Marina Corradi venerdì 15 aprile 2022
Non fosse per la divisa mimetica, il ragazzo che scende da un bus bianco sembrerebbe un liceale all'arrivo da una gita scolastica. Ha il viso infantile, un accenno di barba, gli occhi da ragazzino. Non so, se ha compiuto i 18 anni. Ma è un marine della 36esima Brigata ucraina, per oltre un mese a disperata difesa di Mariupol. In centinaia ieri si sono arresi, dopo settimane di lotta feroce nei sotterranei dell'acciaieria della città. Il bus, è quello dei prigionieri. Il cameraman di una tv russa riprende, compiaciuto. Il ragazzo, il piede sul gradino, alza la testa e vede la telecamera. Allora si blocca, poi china la testa: lo vedranno sconfitto, sua madre, la sua ragazza.
Avrà seguito suo padre, i fratelli. Ha combattuto finché ha potuto. Senza più munizioni, senza viveri, si è arreso. Da Mosca avevano detto: “Quei là nei sotterranei di Mariupol, li staneremo” – come si stanano i topi.
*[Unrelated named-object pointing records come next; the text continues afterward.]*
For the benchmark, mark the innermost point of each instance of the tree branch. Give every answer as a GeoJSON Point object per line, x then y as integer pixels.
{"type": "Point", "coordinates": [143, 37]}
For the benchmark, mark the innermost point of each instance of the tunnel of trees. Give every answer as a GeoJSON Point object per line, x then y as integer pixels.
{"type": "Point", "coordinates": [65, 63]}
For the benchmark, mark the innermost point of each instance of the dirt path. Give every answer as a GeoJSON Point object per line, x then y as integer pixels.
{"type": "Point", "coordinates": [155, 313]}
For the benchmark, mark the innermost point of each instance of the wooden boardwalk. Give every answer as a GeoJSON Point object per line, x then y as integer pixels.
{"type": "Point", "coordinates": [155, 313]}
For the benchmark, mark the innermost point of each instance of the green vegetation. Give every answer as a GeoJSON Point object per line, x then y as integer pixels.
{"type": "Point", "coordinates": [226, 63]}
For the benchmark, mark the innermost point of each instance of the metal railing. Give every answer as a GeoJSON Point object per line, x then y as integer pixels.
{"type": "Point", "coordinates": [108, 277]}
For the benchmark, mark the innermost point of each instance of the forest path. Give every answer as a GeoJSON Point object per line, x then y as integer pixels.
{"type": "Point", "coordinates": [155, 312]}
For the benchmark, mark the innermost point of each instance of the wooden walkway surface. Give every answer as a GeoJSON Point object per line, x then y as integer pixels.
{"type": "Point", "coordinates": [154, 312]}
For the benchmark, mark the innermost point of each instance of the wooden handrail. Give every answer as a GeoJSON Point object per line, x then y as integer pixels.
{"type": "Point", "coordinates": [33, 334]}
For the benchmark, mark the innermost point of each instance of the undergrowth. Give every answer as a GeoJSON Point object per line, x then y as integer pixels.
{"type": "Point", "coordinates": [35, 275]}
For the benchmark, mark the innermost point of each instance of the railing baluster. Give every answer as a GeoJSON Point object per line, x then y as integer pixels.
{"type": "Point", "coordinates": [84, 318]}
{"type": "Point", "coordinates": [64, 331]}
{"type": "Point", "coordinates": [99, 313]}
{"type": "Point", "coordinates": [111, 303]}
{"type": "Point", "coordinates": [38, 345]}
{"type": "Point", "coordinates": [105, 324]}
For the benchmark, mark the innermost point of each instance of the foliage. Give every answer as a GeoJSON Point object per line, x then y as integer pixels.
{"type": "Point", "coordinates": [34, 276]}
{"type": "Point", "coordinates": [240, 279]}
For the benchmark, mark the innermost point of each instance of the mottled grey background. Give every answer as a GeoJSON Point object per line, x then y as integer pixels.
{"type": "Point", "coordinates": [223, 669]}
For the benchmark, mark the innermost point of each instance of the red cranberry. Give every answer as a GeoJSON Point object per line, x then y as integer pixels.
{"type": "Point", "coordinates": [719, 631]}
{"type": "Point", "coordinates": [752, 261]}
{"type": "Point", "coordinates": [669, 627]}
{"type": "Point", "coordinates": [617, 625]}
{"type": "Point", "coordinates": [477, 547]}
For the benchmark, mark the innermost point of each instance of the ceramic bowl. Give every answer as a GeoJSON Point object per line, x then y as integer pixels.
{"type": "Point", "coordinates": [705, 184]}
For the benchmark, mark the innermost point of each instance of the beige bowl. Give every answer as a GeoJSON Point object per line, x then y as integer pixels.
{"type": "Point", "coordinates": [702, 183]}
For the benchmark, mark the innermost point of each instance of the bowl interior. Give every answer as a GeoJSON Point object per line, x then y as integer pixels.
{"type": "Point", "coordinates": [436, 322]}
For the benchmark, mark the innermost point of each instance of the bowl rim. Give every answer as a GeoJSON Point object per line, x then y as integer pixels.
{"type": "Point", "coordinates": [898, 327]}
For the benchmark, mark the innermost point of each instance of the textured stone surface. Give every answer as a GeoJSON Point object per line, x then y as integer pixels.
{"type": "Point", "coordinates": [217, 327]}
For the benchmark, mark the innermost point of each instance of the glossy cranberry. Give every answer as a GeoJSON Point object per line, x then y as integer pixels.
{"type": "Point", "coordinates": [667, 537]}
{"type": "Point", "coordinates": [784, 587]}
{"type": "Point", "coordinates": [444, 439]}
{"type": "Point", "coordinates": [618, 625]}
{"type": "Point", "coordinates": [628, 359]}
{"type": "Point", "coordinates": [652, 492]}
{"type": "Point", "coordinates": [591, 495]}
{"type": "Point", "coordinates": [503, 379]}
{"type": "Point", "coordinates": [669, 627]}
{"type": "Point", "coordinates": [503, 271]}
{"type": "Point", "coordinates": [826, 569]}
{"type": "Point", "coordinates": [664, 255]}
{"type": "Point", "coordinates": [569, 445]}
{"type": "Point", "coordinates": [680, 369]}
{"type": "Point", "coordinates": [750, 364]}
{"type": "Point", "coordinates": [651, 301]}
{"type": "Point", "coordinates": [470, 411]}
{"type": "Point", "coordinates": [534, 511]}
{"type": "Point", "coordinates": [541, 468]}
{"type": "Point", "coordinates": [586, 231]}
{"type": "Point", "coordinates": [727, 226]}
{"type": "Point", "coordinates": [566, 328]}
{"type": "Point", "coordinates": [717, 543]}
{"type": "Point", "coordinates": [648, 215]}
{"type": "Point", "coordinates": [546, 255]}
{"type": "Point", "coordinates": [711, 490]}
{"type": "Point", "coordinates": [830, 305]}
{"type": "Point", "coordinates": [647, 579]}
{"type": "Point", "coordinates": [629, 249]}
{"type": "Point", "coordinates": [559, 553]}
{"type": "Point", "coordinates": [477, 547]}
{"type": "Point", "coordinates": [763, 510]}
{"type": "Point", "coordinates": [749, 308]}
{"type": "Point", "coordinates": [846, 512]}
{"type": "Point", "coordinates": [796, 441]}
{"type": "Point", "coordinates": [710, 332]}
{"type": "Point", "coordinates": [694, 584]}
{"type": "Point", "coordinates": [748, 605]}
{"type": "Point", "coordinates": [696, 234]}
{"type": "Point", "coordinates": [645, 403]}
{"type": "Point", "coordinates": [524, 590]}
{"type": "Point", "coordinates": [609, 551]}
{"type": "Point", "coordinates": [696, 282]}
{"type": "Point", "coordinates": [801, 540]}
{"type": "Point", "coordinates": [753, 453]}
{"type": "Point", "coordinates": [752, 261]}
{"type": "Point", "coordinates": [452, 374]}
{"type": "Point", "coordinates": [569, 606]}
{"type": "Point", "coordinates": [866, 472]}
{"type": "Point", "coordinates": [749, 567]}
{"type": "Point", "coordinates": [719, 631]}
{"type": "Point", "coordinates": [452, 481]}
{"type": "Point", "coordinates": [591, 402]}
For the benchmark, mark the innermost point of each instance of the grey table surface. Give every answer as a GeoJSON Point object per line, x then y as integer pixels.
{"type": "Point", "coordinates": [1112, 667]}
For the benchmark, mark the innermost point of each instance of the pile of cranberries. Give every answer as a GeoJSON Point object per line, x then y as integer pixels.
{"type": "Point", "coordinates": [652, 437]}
Se anche verrà liberato dai russi, non ci sarà qualcuno che gli sussurrerà: “Vigliacco?” Avrà il coraggio di tornare a casa? Mi si deposita negli occhi, così che la vedo ancora al risveglio, la sua faccia adolescente. (Un figlio, cui gridi al mattino: forza, che fai tardi a scuola).
Le guerre «trovano la loro radice nella dissolvenza dei volti», ha detto Tonino Bello e ci ha ricordato papa Francesco. Guardiamoli bene quei volti, ucraini, russi, vincitori e vinti. Finché li guardiamo come uomini sono ancora uomini, per noi.